Giunte a Moore Street, le ragazze andavano ai «magazzini comunali». Erano
capannoni antidiluviani, costruiti ad uso specifico dei commercianti in modo che
di notte potessero mettere da parte le derrate da vendere il giorno
successivo. Un magazzino costava cinque scellini al mese.

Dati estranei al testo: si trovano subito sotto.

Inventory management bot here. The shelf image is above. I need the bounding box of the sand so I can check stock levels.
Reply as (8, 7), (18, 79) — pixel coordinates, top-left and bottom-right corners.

Agnes e Marion ne avevano affittato uno in due e dividevano la spesa versando
ciascuna due scellini e sei pence.
Tra le sette e le sette e mezza, durante l'allestimento dei
banchi lungo la strada, Moore Street si trasformava in un
alveare operoso. Se il tempo era inclemente, si montavano dei tendoni per
mantenere all'asciutto uomini e merci. Dalle sporte e dalle cassette si tiravano
fuori verdura e frutta, e si lucidavano le mele; ai fiori del giorno prima
veniva accorciato il gambo per dar loro un aspetto più fresco, e i pescivendoli
strofinavano da cima a fondo le lastre
di marmo in attesa dell'arrivo del camion da Howth. Alle sette e mezza, Moore
Street era un giardino che partiva
dall'elegante Henry Street e dalla sua esplosione di fiori
da tutto il mondo – rose, crisantemi, garofani e gigli – per
inoltrarsi verso Parnell Street sfoggiando una gran varietà
di frutta e verdura – dagli avocado alle fragole di stagione – e concludersi con
i pescivendoli, relegati alla fine della
strada, dove tutti potevano vederli ma a nessuno arrivava
il lezzo. Quel rito si ripeteva ogni santo giorno, puntuale
come un orologio svizzero, colorato come le elezioni americane, chiassoso come
un matrimonio italiano e sicuro come una scopata al ballo liscio!